Le projet de loi sur les « fake news » change d’intitulé. Ce mauvais anglicisme est remplacé dans l’intitulé de la loi par « manipulation de l’information » et dans le corps du texte, la fausse information, celle à combattre, est décrite comme « toute allégation ou imputation d’un fait dépourvu d’élément vérifiable de nature à le rendre vraisemblable ». Pour mémoire, la loi de 1881 punissait déjà la publication, la diffusion ou la reproduction, par quelque moyen que ce soit, de nouvelles fausses, de pièces fabriquées, falsifiées ou mensongèrement attribuées à des tiers lorsque, faite de mauvaise foi, elle aura troublé la paix publique, ou aura été susceptible de la troubler... ».
Ce pinaillage sémantique est-il vraiment important ? Oui, car dès qu’il s’agit de définir le vrai, le faux et l’interdit, les mots comptent. Accordons que « fake news » est un mauvais anglicisme qui souffre de deux défauts principaux :
- la confusion avec des notions comme désinformation, intoxication, rumeur sans oublier le canular, la parodie, le sensationnel des pièges à clics, etc.
- son usage devenu totalement polémique et dont témoigne , la situation américaine : les démocrates accusent les trumpistes d’avoir gagné les élections sur de fausses nouvelles et les seconds accusent les premiers de tenter de déstabiliser le président et de défendre le pouvoir idéologique de la bien-pensance à grands coups de fakes.
Donc il est bien d’avoir traduit en français en se référant à la notion de fausses informations, sous réserve qu’il s’agisse bien d’informations au sens des nouvelles, c’est-à-dire le récit ou la représentation d’événements passés qui se sont ou pas déroulés comme on le prétend.

En revanche, la définition du « faux » montre un singulier glissement. La loi de 1881 parle bien de fabriquer, de falsifier ou d’attribuer mensongèrement, trois actes délibérés, trois choses qui ne peuvent se faire innocemment (au moins chez le premier falsificateur qui lance une nouvelle destinée à être reprise). À l’origine des fausses nouvelles, il y a toujours forcément un initiateur qui a inventé une fait, ou qui a imité ou truqué un document, éventuellement photographique ou numérique. Le mot ancien de forgerie traduit bien cette idée de fabriquer : c’est un acte dont il faut prouver l’effectivité. Un fait qui peut être ou pas établi.

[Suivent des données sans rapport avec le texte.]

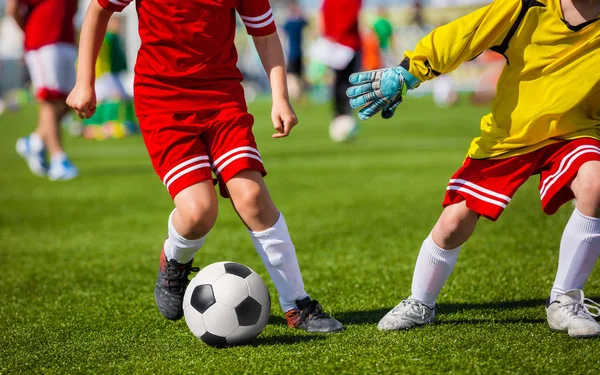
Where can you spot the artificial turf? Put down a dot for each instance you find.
(78, 259)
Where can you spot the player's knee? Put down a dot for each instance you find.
(455, 226)
(586, 185)
(247, 202)
(199, 216)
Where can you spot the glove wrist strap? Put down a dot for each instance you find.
(411, 81)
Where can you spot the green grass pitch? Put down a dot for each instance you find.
(78, 259)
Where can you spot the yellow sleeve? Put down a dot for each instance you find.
(446, 47)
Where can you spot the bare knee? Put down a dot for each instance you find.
(196, 218)
(586, 188)
(252, 201)
(455, 226)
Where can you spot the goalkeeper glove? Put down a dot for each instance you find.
(379, 90)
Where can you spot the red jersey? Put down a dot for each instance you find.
(340, 22)
(187, 59)
(49, 22)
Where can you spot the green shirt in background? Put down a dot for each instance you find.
(384, 30)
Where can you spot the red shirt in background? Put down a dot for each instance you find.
(187, 59)
(49, 22)
(340, 22)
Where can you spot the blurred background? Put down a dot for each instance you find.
(387, 28)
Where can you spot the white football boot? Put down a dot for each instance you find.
(570, 312)
(62, 169)
(410, 313)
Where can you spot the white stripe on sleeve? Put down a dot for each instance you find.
(257, 19)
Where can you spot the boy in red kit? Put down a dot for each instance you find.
(340, 25)
(50, 54)
(194, 121)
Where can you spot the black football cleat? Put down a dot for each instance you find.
(310, 317)
(170, 286)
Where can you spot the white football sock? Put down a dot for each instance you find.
(434, 266)
(58, 157)
(579, 249)
(277, 252)
(179, 248)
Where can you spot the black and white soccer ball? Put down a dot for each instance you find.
(226, 303)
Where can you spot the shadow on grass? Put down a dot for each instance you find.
(285, 339)
(373, 316)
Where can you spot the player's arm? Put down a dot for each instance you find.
(83, 96)
(258, 18)
(271, 54)
(14, 9)
(441, 51)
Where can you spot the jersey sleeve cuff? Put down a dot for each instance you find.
(114, 5)
(260, 25)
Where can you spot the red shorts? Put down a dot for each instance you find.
(488, 185)
(185, 148)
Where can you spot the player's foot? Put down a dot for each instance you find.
(570, 312)
(310, 317)
(61, 168)
(170, 286)
(32, 149)
(410, 313)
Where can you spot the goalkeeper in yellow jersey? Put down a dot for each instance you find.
(545, 120)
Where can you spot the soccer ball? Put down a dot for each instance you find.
(343, 128)
(226, 303)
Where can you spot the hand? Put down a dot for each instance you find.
(283, 117)
(377, 90)
(83, 100)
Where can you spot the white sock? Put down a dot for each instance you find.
(579, 249)
(434, 266)
(179, 248)
(277, 252)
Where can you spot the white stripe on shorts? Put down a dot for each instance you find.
(238, 149)
(563, 168)
(181, 165)
(187, 170)
(461, 182)
(238, 156)
(476, 195)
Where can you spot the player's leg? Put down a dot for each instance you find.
(469, 195)
(343, 127)
(180, 159)
(52, 71)
(51, 114)
(434, 265)
(580, 244)
(271, 238)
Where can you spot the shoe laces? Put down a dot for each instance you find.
(584, 308)
(177, 274)
(411, 304)
(312, 311)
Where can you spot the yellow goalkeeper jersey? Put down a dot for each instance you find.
(548, 91)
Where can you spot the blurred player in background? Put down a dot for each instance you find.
(294, 27)
(340, 30)
(545, 120)
(194, 120)
(114, 116)
(50, 54)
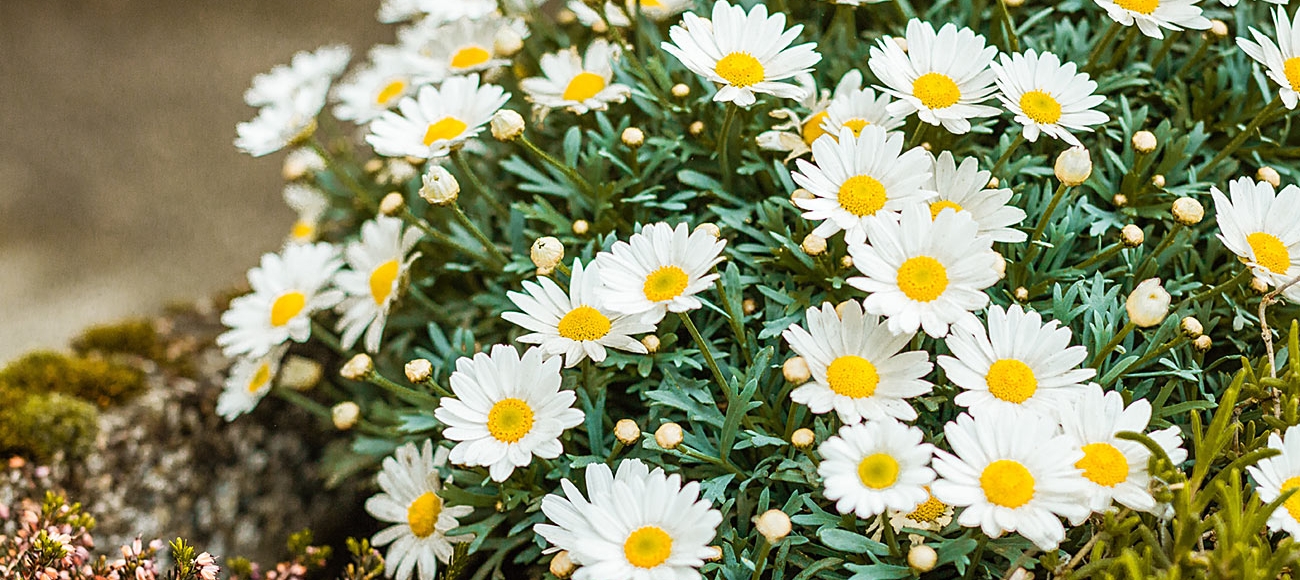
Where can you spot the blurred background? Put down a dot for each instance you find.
(120, 189)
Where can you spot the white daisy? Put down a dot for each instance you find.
(745, 53)
(943, 77)
(420, 518)
(1153, 14)
(924, 272)
(1048, 96)
(378, 264)
(876, 466)
(857, 367)
(658, 271)
(636, 524)
(576, 82)
(506, 410)
(287, 288)
(573, 324)
(437, 120)
(861, 176)
(1019, 364)
(1012, 474)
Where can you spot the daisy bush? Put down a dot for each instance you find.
(794, 289)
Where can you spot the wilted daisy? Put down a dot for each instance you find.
(377, 267)
(437, 120)
(576, 82)
(857, 367)
(506, 410)
(861, 176)
(287, 288)
(658, 271)
(943, 77)
(1048, 96)
(573, 324)
(876, 466)
(420, 518)
(1012, 474)
(637, 524)
(924, 271)
(1019, 364)
(962, 189)
(744, 52)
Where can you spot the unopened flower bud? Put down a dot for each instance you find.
(1148, 304)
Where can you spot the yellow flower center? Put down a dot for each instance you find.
(381, 281)
(510, 420)
(1012, 380)
(1269, 252)
(922, 278)
(445, 129)
(584, 324)
(936, 91)
(664, 284)
(1040, 107)
(852, 376)
(740, 69)
(862, 195)
(1104, 464)
(648, 546)
(878, 471)
(423, 514)
(1006, 483)
(285, 307)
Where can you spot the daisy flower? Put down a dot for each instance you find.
(1012, 474)
(377, 268)
(1048, 96)
(636, 524)
(420, 518)
(962, 189)
(573, 324)
(287, 288)
(924, 272)
(576, 82)
(658, 271)
(1019, 364)
(1279, 59)
(745, 53)
(857, 367)
(1153, 14)
(437, 120)
(943, 77)
(506, 410)
(876, 466)
(859, 176)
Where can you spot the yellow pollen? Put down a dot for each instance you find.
(1012, 380)
(862, 195)
(445, 129)
(1006, 483)
(285, 307)
(381, 281)
(852, 376)
(648, 546)
(510, 420)
(922, 278)
(584, 86)
(1269, 252)
(423, 514)
(936, 91)
(1104, 464)
(584, 324)
(664, 284)
(878, 471)
(740, 69)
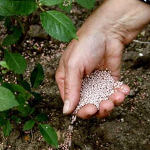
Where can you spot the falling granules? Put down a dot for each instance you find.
(98, 86)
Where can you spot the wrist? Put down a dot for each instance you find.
(119, 19)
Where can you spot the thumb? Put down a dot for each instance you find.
(72, 86)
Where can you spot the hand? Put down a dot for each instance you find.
(100, 45)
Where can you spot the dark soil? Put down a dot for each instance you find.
(128, 126)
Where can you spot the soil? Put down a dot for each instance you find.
(128, 126)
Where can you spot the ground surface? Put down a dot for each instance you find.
(127, 128)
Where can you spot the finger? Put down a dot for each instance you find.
(106, 108)
(87, 111)
(60, 76)
(117, 98)
(72, 86)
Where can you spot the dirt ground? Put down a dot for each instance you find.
(128, 126)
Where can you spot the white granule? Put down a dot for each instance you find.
(98, 86)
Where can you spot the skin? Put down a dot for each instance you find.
(101, 42)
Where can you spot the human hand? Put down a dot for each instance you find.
(101, 41)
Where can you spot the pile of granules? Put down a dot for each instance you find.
(98, 86)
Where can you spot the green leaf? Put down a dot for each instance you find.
(37, 76)
(3, 64)
(5, 114)
(58, 25)
(29, 125)
(37, 96)
(23, 108)
(41, 117)
(15, 62)
(7, 128)
(12, 38)
(7, 99)
(17, 7)
(49, 134)
(14, 88)
(16, 119)
(17, 88)
(50, 2)
(8, 23)
(89, 4)
(65, 8)
(1, 18)
(4, 71)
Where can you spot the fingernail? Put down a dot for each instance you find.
(108, 111)
(66, 106)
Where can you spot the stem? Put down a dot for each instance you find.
(20, 23)
(41, 8)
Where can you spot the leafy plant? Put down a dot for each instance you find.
(16, 98)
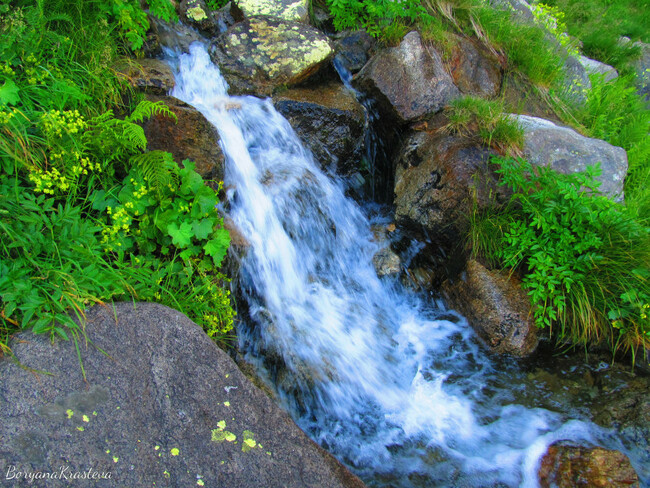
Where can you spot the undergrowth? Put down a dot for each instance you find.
(87, 214)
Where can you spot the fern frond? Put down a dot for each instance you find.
(158, 168)
(146, 109)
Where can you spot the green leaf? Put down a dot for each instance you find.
(181, 236)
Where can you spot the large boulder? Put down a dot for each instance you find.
(436, 177)
(148, 75)
(260, 54)
(408, 81)
(496, 307)
(569, 466)
(291, 10)
(567, 152)
(475, 71)
(161, 405)
(192, 137)
(329, 120)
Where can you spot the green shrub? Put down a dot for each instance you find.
(585, 259)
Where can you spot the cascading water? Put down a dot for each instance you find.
(398, 389)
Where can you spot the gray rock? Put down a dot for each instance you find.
(496, 307)
(566, 466)
(474, 70)
(261, 54)
(197, 14)
(148, 75)
(290, 10)
(408, 81)
(567, 152)
(596, 67)
(329, 120)
(162, 405)
(435, 178)
(192, 137)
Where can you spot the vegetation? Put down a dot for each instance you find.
(87, 214)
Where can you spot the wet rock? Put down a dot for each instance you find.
(474, 70)
(567, 152)
(149, 75)
(193, 137)
(329, 120)
(353, 50)
(496, 307)
(176, 36)
(260, 54)
(197, 14)
(596, 67)
(408, 81)
(162, 405)
(387, 262)
(435, 179)
(569, 466)
(289, 10)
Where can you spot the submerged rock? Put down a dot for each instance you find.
(193, 137)
(496, 307)
(569, 466)
(567, 152)
(290, 10)
(162, 405)
(408, 81)
(329, 120)
(261, 54)
(149, 75)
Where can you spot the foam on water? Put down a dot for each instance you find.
(395, 387)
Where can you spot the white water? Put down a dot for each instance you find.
(396, 388)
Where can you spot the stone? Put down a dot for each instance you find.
(161, 405)
(568, 466)
(198, 15)
(474, 70)
(192, 137)
(149, 75)
(408, 81)
(289, 10)
(496, 307)
(435, 179)
(329, 120)
(261, 54)
(597, 68)
(567, 152)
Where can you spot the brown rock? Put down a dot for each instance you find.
(568, 466)
(496, 307)
(408, 81)
(475, 71)
(193, 137)
(149, 75)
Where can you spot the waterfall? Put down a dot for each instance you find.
(394, 386)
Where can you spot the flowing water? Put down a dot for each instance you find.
(394, 386)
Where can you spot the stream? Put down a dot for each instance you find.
(395, 386)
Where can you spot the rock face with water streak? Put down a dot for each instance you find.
(568, 466)
(192, 137)
(162, 405)
(260, 54)
(408, 81)
(291, 10)
(566, 151)
(435, 177)
(496, 307)
(329, 120)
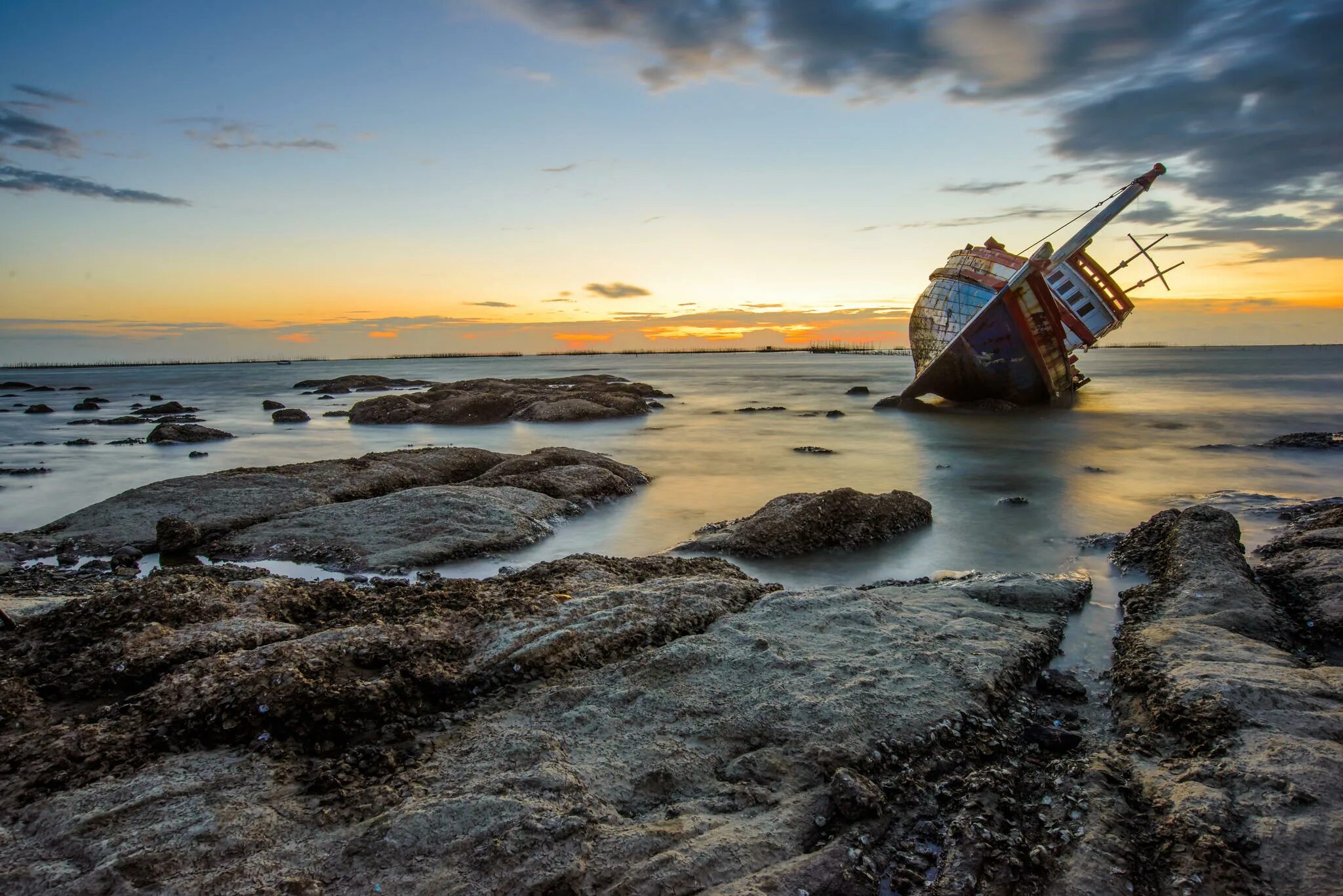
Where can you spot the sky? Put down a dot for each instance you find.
(298, 179)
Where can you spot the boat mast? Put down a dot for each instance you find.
(1107, 215)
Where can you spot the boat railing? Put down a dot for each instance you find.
(1102, 284)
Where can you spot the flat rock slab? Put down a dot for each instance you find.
(681, 728)
(493, 400)
(1243, 759)
(230, 500)
(409, 528)
(794, 524)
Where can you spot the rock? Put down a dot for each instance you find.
(1307, 441)
(127, 556)
(1303, 570)
(169, 408)
(176, 535)
(488, 735)
(494, 400)
(360, 383)
(853, 796)
(902, 403)
(175, 433)
(988, 406)
(1061, 683)
(230, 500)
(1144, 546)
(801, 523)
(1052, 738)
(409, 528)
(110, 421)
(1240, 750)
(582, 477)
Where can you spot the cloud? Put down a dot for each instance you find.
(26, 132)
(1021, 211)
(223, 133)
(1240, 97)
(535, 77)
(982, 187)
(30, 182)
(583, 340)
(617, 290)
(52, 96)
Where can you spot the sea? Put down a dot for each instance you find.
(1136, 440)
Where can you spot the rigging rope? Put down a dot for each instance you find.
(1079, 215)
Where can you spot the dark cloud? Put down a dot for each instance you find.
(982, 187)
(617, 290)
(223, 133)
(1241, 97)
(30, 182)
(24, 132)
(52, 96)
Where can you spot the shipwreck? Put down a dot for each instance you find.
(997, 325)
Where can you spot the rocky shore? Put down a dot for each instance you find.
(657, 724)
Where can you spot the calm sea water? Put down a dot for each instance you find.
(1139, 421)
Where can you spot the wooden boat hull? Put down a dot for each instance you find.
(1013, 348)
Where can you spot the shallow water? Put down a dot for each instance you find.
(1139, 421)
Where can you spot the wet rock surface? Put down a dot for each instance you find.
(590, 724)
(1235, 737)
(382, 511)
(493, 400)
(360, 383)
(801, 523)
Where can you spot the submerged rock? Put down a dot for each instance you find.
(494, 400)
(1307, 441)
(176, 433)
(360, 383)
(801, 523)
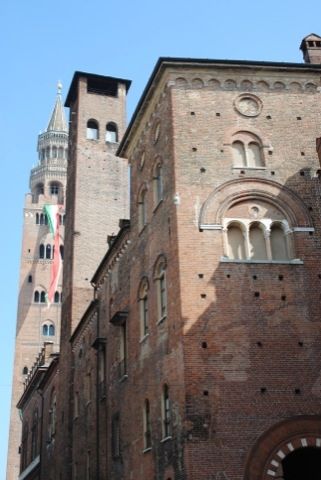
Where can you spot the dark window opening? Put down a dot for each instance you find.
(92, 130)
(102, 87)
(111, 132)
(302, 463)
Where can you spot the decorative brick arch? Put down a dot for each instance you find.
(235, 191)
(265, 460)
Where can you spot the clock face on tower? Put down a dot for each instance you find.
(249, 106)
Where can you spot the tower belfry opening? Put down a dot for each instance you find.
(303, 463)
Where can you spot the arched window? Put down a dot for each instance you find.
(143, 307)
(52, 416)
(48, 329)
(166, 412)
(92, 130)
(247, 150)
(34, 434)
(254, 158)
(236, 242)
(257, 245)
(239, 154)
(38, 190)
(158, 183)
(142, 209)
(160, 279)
(54, 188)
(278, 243)
(24, 447)
(51, 332)
(111, 132)
(48, 251)
(147, 426)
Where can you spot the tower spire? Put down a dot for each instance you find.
(58, 121)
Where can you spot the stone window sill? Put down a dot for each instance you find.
(166, 439)
(144, 338)
(161, 320)
(295, 261)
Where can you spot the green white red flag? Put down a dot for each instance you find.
(53, 216)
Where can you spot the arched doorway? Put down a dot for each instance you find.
(303, 463)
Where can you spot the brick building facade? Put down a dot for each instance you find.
(193, 351)
(37, 320)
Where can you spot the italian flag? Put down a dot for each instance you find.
(52, 212)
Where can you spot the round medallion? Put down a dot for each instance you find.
(248, 105)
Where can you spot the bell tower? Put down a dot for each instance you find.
(38, 317)
(311, 48)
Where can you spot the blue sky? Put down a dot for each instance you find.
(43, 42)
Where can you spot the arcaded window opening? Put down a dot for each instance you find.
(265, 240)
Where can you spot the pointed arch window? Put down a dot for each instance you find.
(158, 183)
(54, 188)
(24, 447)
(52, 416)
(34, 434)
(92, 130)
(147, 426)
(142, 208)
(48, 251)
(111, 132)
(166, 412)
(143, 307)
(160, 279)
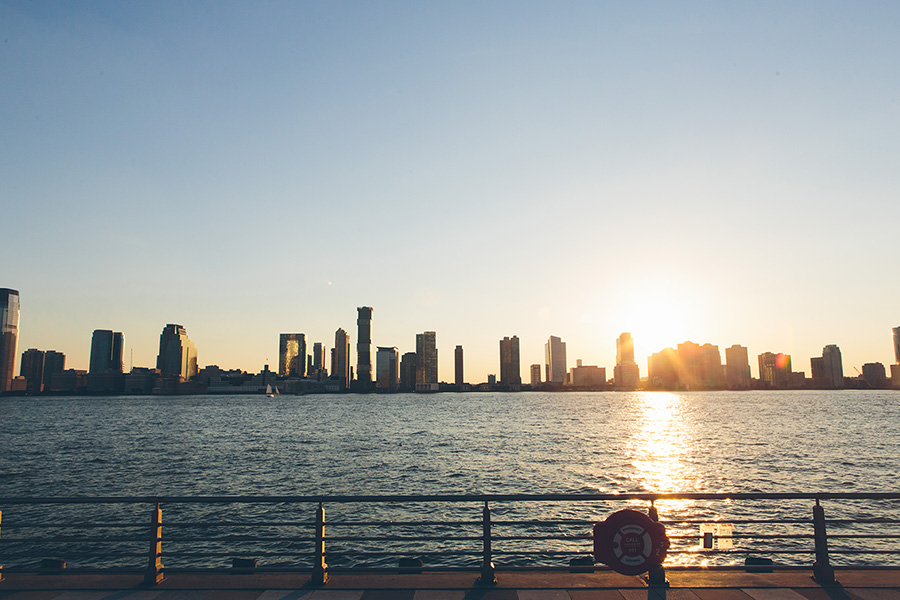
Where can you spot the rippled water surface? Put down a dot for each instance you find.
(455, 443)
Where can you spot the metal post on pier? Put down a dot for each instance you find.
(155, 572)
(488, 576)
(320, 569)
(823, 572)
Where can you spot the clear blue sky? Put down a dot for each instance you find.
(720, 172)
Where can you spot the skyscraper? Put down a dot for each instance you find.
(426, 357)
(177, 354)
(364, 347)
(292, 355)
(9, 334)
(510, 369)
(555, 360)
(340, 363)
(458, 366)
(626, 373)
(106, 352)
(387, 372)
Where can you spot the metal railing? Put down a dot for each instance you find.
(438, 532)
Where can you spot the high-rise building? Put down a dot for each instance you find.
(555, 360)
(426, 355)
(9, 334)
(292, 355)
(408, 372)
(737, 367)
(32, 369)
(626, 373)
(895, 331)
(106, 352)
(364, 347)
(510, 370)
(340, 362)
(177, 354)
(387, 373)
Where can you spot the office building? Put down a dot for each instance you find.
(426, 355)
(106, 352)
(364, 348)
(177, 355)
(408, 372)
(387, 372)
(555, 360)
(292, 355)
(340, 358)
(737, 367)
(510, 371)
(9, 335)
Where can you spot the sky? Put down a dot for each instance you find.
(721, 172)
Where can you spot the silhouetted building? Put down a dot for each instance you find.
(510, 370)
(737, 367)
(626, 373)
(292, 355)
(340, 358)
(775, 369)
(555, 360)
(875, 375)
(408, 372)
(9, 334)
(32, 369)
(106, 352)
(387, 375)
(177, 355)
(426, 353)
(364, 348)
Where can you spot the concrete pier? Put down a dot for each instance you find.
(852, 584)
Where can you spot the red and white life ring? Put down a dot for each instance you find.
(630, 542)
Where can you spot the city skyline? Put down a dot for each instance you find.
(715, 173)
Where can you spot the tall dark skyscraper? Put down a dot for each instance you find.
(292, 355)
(9, 335)
(106, 351)
(177, 354)
(364, 347)
(510, 369)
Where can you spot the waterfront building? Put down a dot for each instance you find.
(555, 360)
(364, 348)
(387, 374)
(106, 352)
(32, 369)
(292, 355)
(510, 370)
(9, 334)
(177, 354)
(340, 358)
(408, 370)
(775, 369)
(426, 357)
(737, 367)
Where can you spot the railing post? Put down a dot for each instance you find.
(823, 572)
(320, 569)
(656, 576)
(154, 573)
(488, 577)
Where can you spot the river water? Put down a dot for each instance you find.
(458, 444)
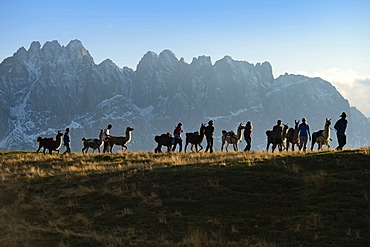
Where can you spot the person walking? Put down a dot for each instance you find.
(209, 136)
(105, 137)
(277, 132)
(248, 135)
(304, 134)
(67, 141)
(177, 137)
(340, 126)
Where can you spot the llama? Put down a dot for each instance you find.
(93, 143)
(163, 140)
(42, 141)
(195, 138)
(120, 140)
(292, 136)
(322, 137)
(50, 144)
(232, 138)
(270, 138)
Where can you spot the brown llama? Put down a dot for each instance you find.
(120, 140)
(195, 138)
(50, 144)
(292, 136)
(93, 143)
(322, 137)
(270, 138)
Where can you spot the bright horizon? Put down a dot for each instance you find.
(328, 39)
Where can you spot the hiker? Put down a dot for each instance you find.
(105, 137)
(209, 136)
(277, 133)
(177, 137)
(304, 134)
(340, 126)
(248, 135)
(67, 141)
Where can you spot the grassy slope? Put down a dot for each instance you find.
(142, 199)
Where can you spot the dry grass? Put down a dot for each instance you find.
(192, 199)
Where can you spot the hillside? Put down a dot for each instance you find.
(145, 199)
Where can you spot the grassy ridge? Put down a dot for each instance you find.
(144, 199)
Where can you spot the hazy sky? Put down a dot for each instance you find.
(330, 39)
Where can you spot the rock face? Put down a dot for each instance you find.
(49, 88)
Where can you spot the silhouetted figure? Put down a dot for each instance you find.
(177, 137)
(277, 132)
(340, 126)
(105, 137)
(67, 141)
(304, 134)
(248, 135)
(209, 136)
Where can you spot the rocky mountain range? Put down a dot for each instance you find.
(48, 88)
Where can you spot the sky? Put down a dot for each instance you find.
(325, 38)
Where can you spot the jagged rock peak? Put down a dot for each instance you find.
(21, 52)
(202, 61)
(51, 45)
(265, 69)
(167, 53)
(77, 46)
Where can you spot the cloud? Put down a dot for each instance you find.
(352, 85)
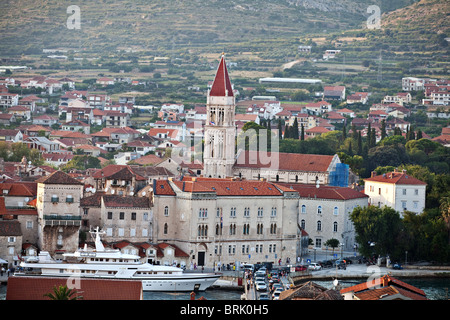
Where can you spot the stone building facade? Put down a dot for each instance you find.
(59, 219)
(227, 221)
(324, 213)
(397, 190)
(121, 217)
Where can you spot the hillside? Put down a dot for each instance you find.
(106, 25)
(429, 14)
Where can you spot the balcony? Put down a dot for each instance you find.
(62, 220)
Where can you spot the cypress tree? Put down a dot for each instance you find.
(295, 129)
(359, 143)
(302, 134)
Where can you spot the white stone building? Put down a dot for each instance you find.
(227, 221)
(397, 190)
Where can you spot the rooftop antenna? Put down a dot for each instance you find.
(380, 67)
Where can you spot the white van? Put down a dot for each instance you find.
(248, 266)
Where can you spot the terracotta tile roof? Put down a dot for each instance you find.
(115, 171)
(162, 187)
(228, 187)
(396, 178)
(290, 162)
(126, 202)
(16, 189)
(178, 251)
(10, 228)
(149, 159)
(221, 86)
(310, 291)
(58, 177)
(362, 290)
(326, 192)
(34, 288)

En revanche, la nouvelle définition proposée par la loi commence bien (allégation ou imputation d’un fait) mais se termine dans le flou. Est-ce une loi anti-crétins destinée à punir les gens qui croient des choses invraisemblables ? Ou contre les paresseux qui reprennent une information sans avoir pris la peine de la vérifier ?
Surtout comment le juge des référés fera-t-il pour évaluer le dégré de vraisemblance d’une information venue de l’étranger, comme un crime de guerre en Syrie, l’existence d’un compte au Bahamas ou l’assassinat du journaliste Babchenko ? Pour reprendre des exemples récents et bien français : comment juger de la vraisemblance d’un cas d’étudiant matraqué dans le coma ou d’un faux tweet anti-immigré de Dupont-Aignan en toute objectivité politique ? De la démonstration d’un acte on passe à l’évaluation d’une autorité ou d’une cohérence - choses éminemment subjectives voire idéologiques. Car il n’y a rien de plus idéologique que de décider ce qui doit être tenu pour vraisemblable et énonçable.
À l’évidence la loi servira moins à protéger l’opinion, en démontrant des manœuvres ou des maquillages (la probabilité qu’une fausse nouvelle grossière ne soit pas très vite repérée par les internautes et les nombreux dispositifs de fact-checking est faible) qu’à creuser le fossé idéologique entre médias classiques et contestation sur les réseaux sociaux. Ce qui est peut-être l’effet rhétorique recherché.